A math teacher wants to investigate the relationships between three
independent variables, including the method of instruction, pretest
performance, and student emotional intelligence (EQ). The data is on github
Use R language to:
Explore data using descriptive statistics (plot between Y and pretest, Y and EQ, boxplot of y and method) and write a summary of each plot.
Since Method is qualitative independent variable with k=4 groups.

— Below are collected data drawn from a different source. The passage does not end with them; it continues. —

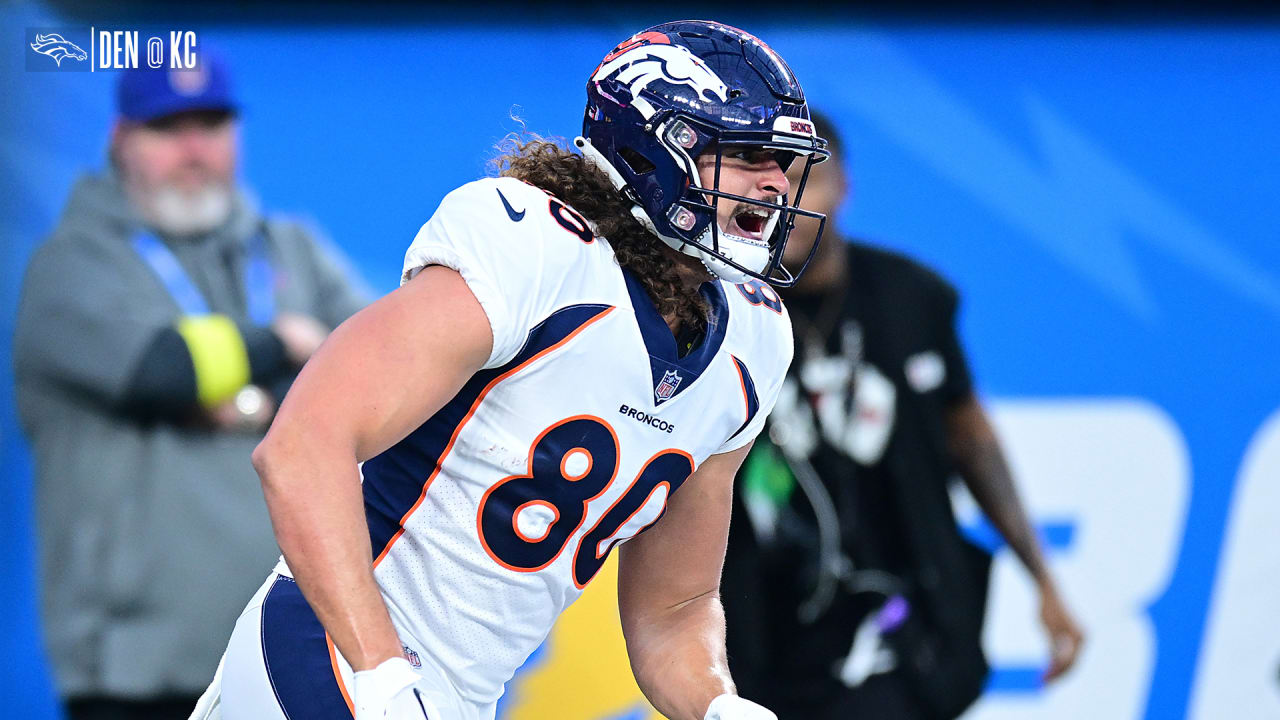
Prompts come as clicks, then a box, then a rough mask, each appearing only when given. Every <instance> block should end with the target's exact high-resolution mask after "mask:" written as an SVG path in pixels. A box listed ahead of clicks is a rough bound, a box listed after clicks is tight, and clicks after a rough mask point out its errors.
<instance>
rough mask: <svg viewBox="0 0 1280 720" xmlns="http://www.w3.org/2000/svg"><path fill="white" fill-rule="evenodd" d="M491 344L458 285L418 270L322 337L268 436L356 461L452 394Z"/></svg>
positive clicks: (487, 357)
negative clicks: (409, 277) (308, 440)
mask: <svg viewBox="0 0 1280 720" xmlns="http://www.w3.org/2000/svg"><path fill="white" fill-rule="evenodd" d="M492 345H493V334H492V332H490V329H489V322H488V319H486V318H485V314H484V310H483V309H481V306H480V304H479V302H477V301H476V299H475V296H474V295H472V293H471V291H470V290H468V288H467V284H466V283H465V282H463V281H462V277H461V275H460V274H458V273H457V272H454V270H451V269H448V268H440V266H430V268H426V269H424V270H422V272H421V273H419V274H417V277H415V278H413V279H412V281H411V282H407V283H404V284H403V286H401V287H399V288H398V290H396V291H394V292H392V293H390V295H387V296H385V297H383V299H381V300H379V301H376V302H374V304H372V305H370V306H369V307H365V309H364V310H361V311H360V313H356V314H355V315H353V316H352V318H351V319H348V320H347V322H346V323H343V324H342V325H339V327H338V329H335V331H334V332H333V334H330V336H329V340H326V341H325V343H324V345H323V346H321V347H320V350H319V351H317V352H316V354H315V355H314V356H312V357H311V360H310V361H308V363H307V365H306V366H305V368H303V369H302V373H301V374H300V375H298V378H297V380H296V382H294V383H293V387H292V388H291V389H289V393H288V396H287V397H285V400H284V404H283V405H282V406H280V413H279V415H278V416H276V420H275V423H274V424H273V427H271V433H270V434H280V433H283V434H293V433H306V434H310V436H311V437H312V442H332V443H337V445H338V446H342V447H347V446H348V443H349V448H351V450H352V451H353V452H355V455H356V457H357V459H358V460H366V459H369V457H372V456H374V455H378V454H379V452H381V451H384V450H387V448H388V447H390V446H393V445H394V443H397V442H399V441H401V439H402V438H404V437H406V436H407V434H408V433H410V432H412V430H413V429H415V428H417V427H419V425H420V424H422V423H424V421H425V420H426V419H428V418H430V416H431V415H433V414H435V411H436V410H439V409H440V407H442V406H444V404H445V402H448V401H449V400H451V398H452V397H453V396H454V395H457V392H458V389H460V388H461V387H462V384H463V383H466V380H467V379H468V378H470V377H471V375H472V374H474V373H475V372H476V370H477V369H479V368H480V366H481V365H483V364H484V361H485V360H486V359H488V356H489V352H490V348H492ZM269 439H271V438H269Z"/></svg>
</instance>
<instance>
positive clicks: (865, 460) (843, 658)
mask: <svg viewBox="0 0 1280 720" xmlns="http://www.w3.org/2000/svg"><path fill="white" fill-rule="evenodd" d="M813 118H814V124H815V126H817V127H818V131H819V132H820V133H823V136H824V137H827V138H828V141H829V143H831V145H829V147H831V150H832V158H833V161H829V163H826V164H822V165H818V167H815V168H814V169H813V170H812V173H810V176H809V183H808V186H806V191H805V204H804V206H805V209H808V210H815V211H818V213H824V214H826V215H827V218H829V220H828V229H827V232H826V233H824V237H823V242H822V243H820V246H819V249H818V251H817V255H815V258H814V260H813V263H812V264H810V266H809V268H808V270H806V272H805V274H804V277H803V279H801V282H800V283H799V284H796V286H795V287H794V288H792V290H791V291H790V292H785V293H783V297H785V300H786V302H787V306H788V309H790V311H791V318H792V329H794V333H795V343H796V356H795V361H794V364H792V366H791V372H790V374H788V378H787V382H786V384H785V386H783V389H782V395H781V396H780V400H778V404H777V407H776V409H774V411H773V414H772V415H771V418H769V432H768V433H764V434H762V438H760V439H759V441H758V442H756V446H755V448H754V450H753V451H751V454H750V456H749V457H748V460H746V462H744V465H742V470H741V471H740V474H739V480H740V482H739V491H737V496H736V498H735V515H733V523H732V524H731V530H730V544H728V555H727V559H726V566H724V575H723V582H722V596H723V602H724V614H726V621H727V625H728V653H730V667H731V671H732V673H733V678H735V679H736V680H737V683H739V692H740V693H741V694H742V696H744V697H749V698H751V700H754V701H756V702H760V703H764V705H767V706H769V707H772V708H774V711H776V712H777V714H778V717H780V719H782V720H801V719H803V720H810V719H837V717H840V719H852V717H858V719H879V717H886V719H893V720H902V719H922V720H924V719H929V720H933V719H948V717H956V716H959V715H960V714H961V712H963V711H964V710H965V708H966V707H968V706H969V705H970V703H973V701H974V700H975V698H977V697H978V696H979V694H980V693H982V688H983V684H984V680H986V675H987V671H988V666H987V662H986V657H984V655H983V650H982V623H983V612H984V607H986V596H987V580H988V573H989V564H991V559H989V556H988V555H987V553H986V552H984V551H982V550H979V548H977V547H975V546H973V544H970V543H969V542H968V541H966V539H965V538H964V537H963V536H961V532H960V529H959V527H957V524H956V519H955V516H954V514H952V507H951V502H950V488H948V486H950V483H951V482H952V478H955V477H956V475H959V478H961V479H963V482H964V484H965V486H966V487H968V489H969V492H970V493H972V495H973V497H974V498H975V500H977V502H978V505H979V507H980V509H982V510H983V512H984V514H986V515H987V518H989V519H991V521H992V523H993V524H995V527H996V528H997V529H998V530H1000V533H1001V534H1002V536H1004V538H1005V539H1006V542H1007V543H1009V544H1010V547H1011V548H1012V550H1014V551H1015V552H1016V553H1018V557H1019V559H1020V560H1021V562H1023V565H1024V566H1025V568H1027V570H1028V573H1029V574H1030V577H1032V578H1033V580H1034V583H1036V585H1037V588H1038V591H1039V600H1041V621H1042V624H1043V626H1044V630H1046V633H1047V637H1048V641H1050V648H1051V660H1050V665H1048V669H1047V670H1046V673H1044V680H1046V682H1051V680H1053V679H1056V678H1057V676H1060V675H1061V674H1062V673H1065V671H1066V670H1068V669H1069V667H1070V666H1071V664H1073V662H1074V661H1075V657H1076V653H1078V652H1079V648H1080V644H1082V642H1083V634H1082V632H1080V628H1079V626H1078V624H1076V621H1075V620H1074V619H1073V616H1071V614H1070V612H1069V610H1068V609H1066V606H1065V603H1064V601H1062V598H1061V596H1060V594H1059V591H1057V587H1056V585H1055V582H1053V578H1052V577H1051V574H1050V571H1048V569H1047V566H1046V564H1044V560H1043V557H1042V553H1041V548H1039V544H1038V541H1037V538H1036V536H1034V533H1033V530H1032V528H1030V524H1029V523H1028V519H1027V514H1025V511H1024V510H1023V507H1021V503H1020V502H1019V500H1018V493H1016V491H1015V487H1014V483H1012V478H1011V475H1010V471H1009V465H1007V464H1006V461H1005V457H1004V454H1002V452H1001V450H1000V445H998V442H997V438H996V436H995V432H993V430H992V427H991V423H989V420H988V418H987V414H986V411H984V410H983V407H982V405H980V402H979V401H978V397H977V396H975V393H974V389H973V386H972V380H970V377H969V370H968V363H966V361H965V356H964V352H963V350H961V347H960V342H959V338H957V337H956V328H955V320H956V309H957V305H959V297H957V293H956V291H955V290H954V288H952V287H951V286H950V284H948V283H947V282H946V281H943V279H942V278H941V277H938V275H937V274H934V273H933V272H932V270H929V269H928V268H925V266H923V265H920V264H918V263H915V261H913V260H910V259H908V258H905V256H902V255H899V254H895V252H888V251H884V250H879V249H874V247H870V246H867V245H863V243H859V242H846V241H845V240H844V238H841V237H840V236H837V234H835V233H833V232H832V229H831V228H832V227H835V220H833V218H835V210H836V209H837V208H838V206H840V204H841V201H842V200H844V197H845V195H846V191H847V179H846V176H845V173H844V169H842V160H844V156H842V155H841V141H840V138H838V137H837V136H836V132H835V126H832V123H831V122H828V120H827V119H826V118H824V117H822V115H820V114H818V113H814V115H813ZM794 182H795V181H794ZM815 231H817V228H815V227H809V225H808V224H806V219H803V218H801V219H800V220H799V222H797V229H796V232H795V234H794V236H792V238H794V240H792V242H791V243H788V246H787V254H788V255H792V256H791V258H788V260H791V261H795V260H797V259H800V260H803V256H804V254H805V252H808V251H809V247H812V238H813V237H814V234H815ZM806 238H810V240H809V241H808V242H806ZM765 438H768V439H765Z"/></svg>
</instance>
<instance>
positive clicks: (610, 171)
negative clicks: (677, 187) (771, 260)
mask: <svg viewBox="0 0 1280 720" xmlns="http://www.w3.org/2000/svg"><path fill="white" fill-rule="evenodd" d="M573 145H575V146H576V147H577V149H579V150H580V151H581V152H582V158H585V159H586V161H588V163H590V164H591V165H595V167H596V168H599V169H600V170H604V174H607V176H609V181H611V182H612V183H613V187H614V188H616V190H617V191H618V192H622V191H623V188H626V186H627V182H626V181H625V179H622V176H621V174H620V173H618V170H617V168H614V167H613V163H609V161H608V160H607V159H605V158H604V155H603V154H600V151H599V150H596V149H595V146H594V145H591V141H590V140H588V138H585V137H581V136H579V137H575V138H573ZM631 215H632V217H634V218H635V219H636V220H639V222H640V224H641V225H644V227H645V229H648V231H649V232H652V233H653V234H655V236H658V237H659V238H660V240H662V241H663V242H666V243H667V245H668V246H669V247H671V249H673V250H676V251H677V252H682V254H685V255H689V256H690V258H696V259H698V260H700V261H701V264H703V266H705V268H707V272H709V273H712V274H713V275H716V277H718V278H721V279H722V281H726V282H730V283H735V284H739V283H745V282H750V281H751V277H750V275H748V274H746V273H744V272H741V270H737V269H735V268H733V266H731V265H728V264H726V263H723V261H722V260H721V259H719V258H716V256H714V255H710V254H709V252H705V251H703V250H700V249H699V247H696V246H694V245H689V243H687V242H685V241H684V240H681V238H678V237H671V236H667V234H663V233H660V232H658V228H657V227H655V225H654V224H653V219H652V218H649V214H648V213H645V211H644V208H641V206H639V205H632V206H631ZM777 222H778V213H772V214H771V217H769V220H768V224H767V225H765V228H764V233H763V237H769V236H771V234H772V232H773V228H774V225H777ZM713 223H714V220H713ZM719 241H721V243H719V250H721V252H723V254H724V255H728V256H730V258H732V259H733V261H735V263H737V264H739V265H742V266H746V268H759V269H758V270H756V272H763V270H764V268H765V266H767V265H768V263H769V249H768V246H767V245H764V246H762V245H759V243H756V242H753V241H750V240H748V238H745V237H739V236H736V234H732V233H727V232H721V233H719ZM698 242H700V243H701V245H705V246H710V245H712V225H708V227H707V229H705V231H703V234H701V236H699V237H698ZM726 245H728V247H726ZM735 250H736V252H735Z"/></svg>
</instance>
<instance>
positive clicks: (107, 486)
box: [14, 173, 365, 698]
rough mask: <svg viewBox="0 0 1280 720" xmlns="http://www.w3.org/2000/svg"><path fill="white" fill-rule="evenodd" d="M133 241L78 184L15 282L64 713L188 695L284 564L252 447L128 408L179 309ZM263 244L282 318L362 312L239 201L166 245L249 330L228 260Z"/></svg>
mask: <svg viewBox="0 0 1280 720" xmlns="http://www.w3.org/2000/svg"><path fill="white" fill-rule="evenodd" d="M141 228H142V225H141V223H140V220H138V219H137V218H136V215H134V214H133V213H132V210H131V208H129V204H128V202H127V200H125V197H124V193H123V191H122V188H120V186H119V183H118V181H116V179H115V178H114V176H111V174H110V173H109V174H106V176H101V177H86V178H82V179H81V181H79V182H78V183H77V184H76V187H74V190H73V192H72V197H70V201H69V202H68V205H67V209H65V211H64V214H63V218H61V220H60V222H59V225H58V228H56V229H55V231H54V233H52V236H51V237H50V238H49V240H47V241H46V242H45V243H44V245H42V246H41V247H40V249H38V250H37V251H36V254H35V256H33V258H32V261H31V265H29V266H28V268H27V273H26V277H24V279H23V288H22V299H20V305H19V310H18V323H17V334H15V338H14V365H15V368H14V369H15V377H17V395H18V411H19V415H20V418H22V423H23V428H24V430H26V432H27V437H28V439H29V441H31V445H32V450H33V452H35V459H36V505H37V507H36V521H37V528H38V547H40V585H41V606H42V615H44V618H42V620H44V628H45V638H46V643H47V651H49V657H50V660H51V661H52V666H54V670H55V675H56V685H58V689H59V692H60V694H63V696H64V697H74V696H83V694H108V696H114V697H140V698H141V697H147V696H157V694H164V693H198V692H200V691H201V689H204V687H205V685H206V684H207V683H209V679H210V678H211V675H212V671H214V667H215V666H216V664H218V659H219V657H220V655H221V651H223V648H224V647H225V643H227V638H228V637H229V634H230V630H232V626H233V625H234V621H236V618H237V616H238V615H239V611H241V610H242V607H243V605H244V602H246V601H247V600H248V598H250V596H251V594H252V593H253V591H255V588H256V587H257V585H259V584H260V583H261V582H262V579H264V578H265V575H266V573H268V571H269V570H270V569H271V565H273V564H274V561H275V557H276V555H278V552H279V551H278V550H276V546H275V541H274V538H273V534H271V527H270V523H269V520H268V515H266V507H265V505H264V502H262V492H261V488H260V486H259V480H257V475H256V473H255V471H253V469H252V466H251V464H250V454H251V451H252V450H253V447H255V445H256V443H257V441H259V439H260V438H261V436H257V434H252V433H243V432H236V433H233V432H215V430H210V429H200V428H193V427H182V425H177V424H170V423H165V421H148V423H143V421H140V420H136V419H132V418H131V416H129V415H125V414H123V413H119V411H116V410H114V409H115V407H120V406H122V405H124V404H125V402H127V401H128V398H127V397H123V396H124V393H125V392H127V388H128V386H129V382H131V379H132V373H133V372H134V369H136V366H137V364H138V360H140V359H141V356H142V354H143V352H145V351H146V350H147V347H148V343H150V342H151V341H152V340H154V337H155V334H156V333H157V332H159V331H160V329H161V328H164V327H166V325H170V327H172V325H173V324H174V322H175V319H177V318H178V316H179V315H180V310H179V307H178V305H177V304H175V301H174V300H173V297H170V295H169V292H168V291H166V288H165V286H164V284H161V282H160V281H159V278H157V277H156V275H155V273H154V272H152V270H151V268H150V266H148V265H147V264H146V261H145V260H143V259H142V258H141V256H140V255H138V254H137V252H136V251H134V249H133V245H132V238H133V236H134V233H137V232H140V231H141ZM259 232H264V234H265V238H266V247H268V254H269V258H270V260H271V264H273V268H274V269H275V274H276V287H275V306H276V310H278V311H279V310H291V311H297V313H306V314H310V315H312V316H315V318H317V319H319V320H321V322H323V323H326V324H328V325H329V327H334V325H337V324H338V323H340V322H342V320H343V319H346V318H347V316H348V315H351V314H352V313H355V311H356V310H357V309H358V307H360V306H361V305H362V304H364V300H365V299H364V293H362V292H361V291H360V290H357V288H358V287H360V286H358V284H355V281H353V278H349V277H348V275H347V274H346V272H344V269H343V268H342V266H340V265H339V264H338V261H337V260H335V259H334V258H333V256H332V255H329V254H328V252H325V251H323V250H321V249H320V247H319V246H317V245H316V241H315V240H314V238H312V237H311V236H310V234H308V233H307V232H306V231H303V229H302V228H301V227H298V225H297V224H292V223H278V222H270V220H264V219H262V218H261V215H259V213H257V211H256V209H255V208H252V205H251V204H250V202H248V201H247V200H246V197H244V196H243V195H239V196H238V197H237V202H236V209H234V211H233V214H232V217H230V219H229V220H228V222H227V223H225V224H224V227H221V228H219V229H218V231H214V232H212V233H210V234H209V236H206V237H202V238H198V240H195V241H165V242H166V245H169V247H170V250H173V252H174V255H175V256H177V258H178V260H179V263H180V264H182V265H183V268H184V269H186V272H187V274H188V277H191V279H192V281H193V283H195V284H196V286H197V287H198V290H200V291H201V292H202V295H204V296H205V299H206V301H207V304H209V306H210V310H211V311H214V313H225V314H228V315H232V316H233V318H234V319H237V320H243V319H244V315H246V309H244V305H246V302H244V291H243V287H242V286H243V282H242V279H241V275H242V272H239V270H238V269H237V263H236V261H230V263H228V260H227V258H228V256H230V258H236V251H237V250H238V249H243V247H244V246H246V243H247V242H248V241H250V240H251V238H252V237H253V236H255V234H256V233H259Z"/></svg>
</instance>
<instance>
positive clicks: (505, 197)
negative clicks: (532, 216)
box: [494, 187, 525, 223]
mask: <svg viewBox="0 0 1280 720" xmlns="http://www.w3.org/2000/svg"><path fill="white" fill-rule="evenodd" d="M494 191H497V192H498V197H499V199H500V200H502V206H503V208H506V209H507V217H508V218H511V220H512V222H513V223H518V222H520V220H524V219H525V211H524V210H521V211H518V213H517V211H516V209H515V208H512V206H511V202H507V196H506V195H503V193H502V191H500V190H498V188H497V187H495V188H494Z"/></svg>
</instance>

Transform Method into dummy variables.
Select independent variables using variable selection methods (forward selection, backward elimination, and stepwise regression).
Write down the fitted equation for predicting Y using the best set of independent variables obtained from stepwise regression.
Perform Test the overall fit of the model at significance level 0.05 (write down 4 steps of hypothesis testing)
Find 95 % confidence interval of regression parameters
Write down fitted or predicted equation for each method A, B, C, and D.